Querying collections in Laravel

super.t picture super.t · Aug 9, 2016 · Viewed 7.1k times · Source

Have I got it correctly that when I query a Laravel collection, it doesn't query the database but executes the query on what was already fetched?

For example, I have a relation that returns a collection:

public function permissions()
{
    return $this->belongsToMany(Permission::class, RolePermission::getModelTable(), 'role_id', 'permission_id');
}

Does the following code query the database or it works with the collection using php facilities?

$role->permissions->where('code','global.test')->count()

And, as far as I understand, if I query the relationship then the database will be queried instead of working with the results that were already fetched:

$role->permissions()->where('code','global.test')->count()

So basically, $role->permissions - working with the fetched results "offline", but $role->permissions() - querying the database

What way is generally more efficient and when?

Answer

deshack picture deshack · Aug 9, 2016

You're basically right. The difference between calling $role->permissions and $role->permissions() is that the first returns an instance of Collection, while the second returns an instance of BelongsToMany.
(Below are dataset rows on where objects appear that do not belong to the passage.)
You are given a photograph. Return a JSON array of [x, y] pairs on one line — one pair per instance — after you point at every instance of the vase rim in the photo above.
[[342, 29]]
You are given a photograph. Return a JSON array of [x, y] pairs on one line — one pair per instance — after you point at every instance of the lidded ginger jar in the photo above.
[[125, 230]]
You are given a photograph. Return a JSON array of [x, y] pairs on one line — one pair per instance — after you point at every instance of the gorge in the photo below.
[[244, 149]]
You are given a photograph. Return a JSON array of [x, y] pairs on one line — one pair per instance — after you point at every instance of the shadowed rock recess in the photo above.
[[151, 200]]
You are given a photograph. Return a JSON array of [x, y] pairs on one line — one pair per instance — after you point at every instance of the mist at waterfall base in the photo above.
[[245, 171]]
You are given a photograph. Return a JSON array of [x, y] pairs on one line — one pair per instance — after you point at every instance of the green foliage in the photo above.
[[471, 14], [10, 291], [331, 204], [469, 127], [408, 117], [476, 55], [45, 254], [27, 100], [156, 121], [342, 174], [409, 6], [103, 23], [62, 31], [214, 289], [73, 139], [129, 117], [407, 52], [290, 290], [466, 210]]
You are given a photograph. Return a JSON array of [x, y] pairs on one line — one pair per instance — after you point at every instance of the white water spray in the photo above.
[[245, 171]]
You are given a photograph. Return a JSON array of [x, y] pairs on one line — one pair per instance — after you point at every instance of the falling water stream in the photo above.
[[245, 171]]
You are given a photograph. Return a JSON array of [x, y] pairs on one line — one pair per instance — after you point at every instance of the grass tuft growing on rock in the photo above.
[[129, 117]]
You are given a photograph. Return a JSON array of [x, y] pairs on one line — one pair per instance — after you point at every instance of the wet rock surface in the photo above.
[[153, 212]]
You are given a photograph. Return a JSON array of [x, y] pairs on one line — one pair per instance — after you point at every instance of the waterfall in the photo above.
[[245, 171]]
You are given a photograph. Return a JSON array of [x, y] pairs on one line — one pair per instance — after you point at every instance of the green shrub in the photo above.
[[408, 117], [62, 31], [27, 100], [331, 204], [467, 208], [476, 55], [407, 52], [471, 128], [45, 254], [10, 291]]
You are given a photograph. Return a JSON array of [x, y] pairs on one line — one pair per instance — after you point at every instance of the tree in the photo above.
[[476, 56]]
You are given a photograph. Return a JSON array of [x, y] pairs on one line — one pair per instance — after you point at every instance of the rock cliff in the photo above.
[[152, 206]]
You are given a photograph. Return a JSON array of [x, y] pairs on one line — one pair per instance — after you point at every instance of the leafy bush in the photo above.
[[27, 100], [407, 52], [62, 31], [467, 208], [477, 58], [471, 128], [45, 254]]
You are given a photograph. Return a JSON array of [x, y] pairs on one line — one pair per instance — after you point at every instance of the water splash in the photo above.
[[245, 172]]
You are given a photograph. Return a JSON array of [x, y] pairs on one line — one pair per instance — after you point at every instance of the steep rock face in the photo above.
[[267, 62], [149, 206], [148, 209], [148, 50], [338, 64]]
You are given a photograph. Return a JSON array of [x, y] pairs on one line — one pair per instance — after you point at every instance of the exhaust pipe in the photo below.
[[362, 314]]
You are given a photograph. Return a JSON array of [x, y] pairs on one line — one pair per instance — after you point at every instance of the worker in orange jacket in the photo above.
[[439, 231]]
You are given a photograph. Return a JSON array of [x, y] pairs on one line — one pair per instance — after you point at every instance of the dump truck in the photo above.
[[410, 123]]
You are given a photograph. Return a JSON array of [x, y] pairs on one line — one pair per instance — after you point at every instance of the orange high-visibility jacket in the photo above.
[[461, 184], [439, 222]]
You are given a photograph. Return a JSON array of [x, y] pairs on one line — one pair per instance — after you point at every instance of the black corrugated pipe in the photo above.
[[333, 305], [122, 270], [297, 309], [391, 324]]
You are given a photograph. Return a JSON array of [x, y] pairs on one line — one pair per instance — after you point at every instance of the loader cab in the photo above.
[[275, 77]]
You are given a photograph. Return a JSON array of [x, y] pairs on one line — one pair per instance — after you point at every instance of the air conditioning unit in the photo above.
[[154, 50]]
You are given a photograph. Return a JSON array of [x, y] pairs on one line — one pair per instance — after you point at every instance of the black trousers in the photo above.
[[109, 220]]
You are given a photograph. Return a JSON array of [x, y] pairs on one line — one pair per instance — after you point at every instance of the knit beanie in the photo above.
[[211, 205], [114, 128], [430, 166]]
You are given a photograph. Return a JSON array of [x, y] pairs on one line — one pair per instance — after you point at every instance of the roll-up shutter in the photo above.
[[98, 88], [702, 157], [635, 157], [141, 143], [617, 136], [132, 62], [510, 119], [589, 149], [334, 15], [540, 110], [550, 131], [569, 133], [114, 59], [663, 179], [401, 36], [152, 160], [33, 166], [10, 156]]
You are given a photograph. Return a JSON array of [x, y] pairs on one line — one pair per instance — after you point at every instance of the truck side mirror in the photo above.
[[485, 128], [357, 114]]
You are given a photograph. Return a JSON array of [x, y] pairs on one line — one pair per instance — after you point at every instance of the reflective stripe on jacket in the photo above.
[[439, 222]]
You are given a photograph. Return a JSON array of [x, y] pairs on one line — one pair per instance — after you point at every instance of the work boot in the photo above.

Collection is a collection (really?) of related objects and BelongsToMany is the relation itself. So yes, by calling the method (and not the magic property) you are querying the database.

Update

I didn't get the last question, sorry. The first time you call $role->permissions (magic property), Laravel fetches all of the permissions associated with $role, if they were not eager loaded. If you need only a subset of those permissions, you can filter them by using any of the magic property and the method. Let me do some examples.

$role = Role::first();
// Fetch all the permissions and count a subset.
$role->permissions->where('code', 'global.test')->count();
// Count another subset.
$role->permissions->where('code', 'another.test')->count();

The same can be done using the method:

$role = Role::first();
// Fetch a subset of the permissions and count it.
$role->permissions()->where('code', 'global.test')->count();
// Fetch another subset and count it.
$role->permissions()->where('code', 'another.test')->count();

As you can see, in the first example you make only one query and filter the results differently. In the second example you make two queries. The first one is obviously more efficient.

If you need only a subset during the same execution, though, things change. Here we are using eager loading:

$role = Role::with('permissions', function($query) {
    // Here we filter the related permissions.
    $query->where('code', 'global.test');
})->first();
// We have what we want. No need to filter the collection.
$role->permissions->count();
// Let's do something else with this subset.
$role->permissions->all();

What if you fetch all the related objects, but need only that subset?

$role = Role::first();
// Filter the collection to count the needed subset.
$role->permissions->where('code', 'global.test')->count();
// Filter the collection to get the needed subset.
$role->permissions->where('code', 'global.test')->all();

As you can see, in the second example we are much less DRY, and we are also doing the same operation multiple times. Less efficient, of course.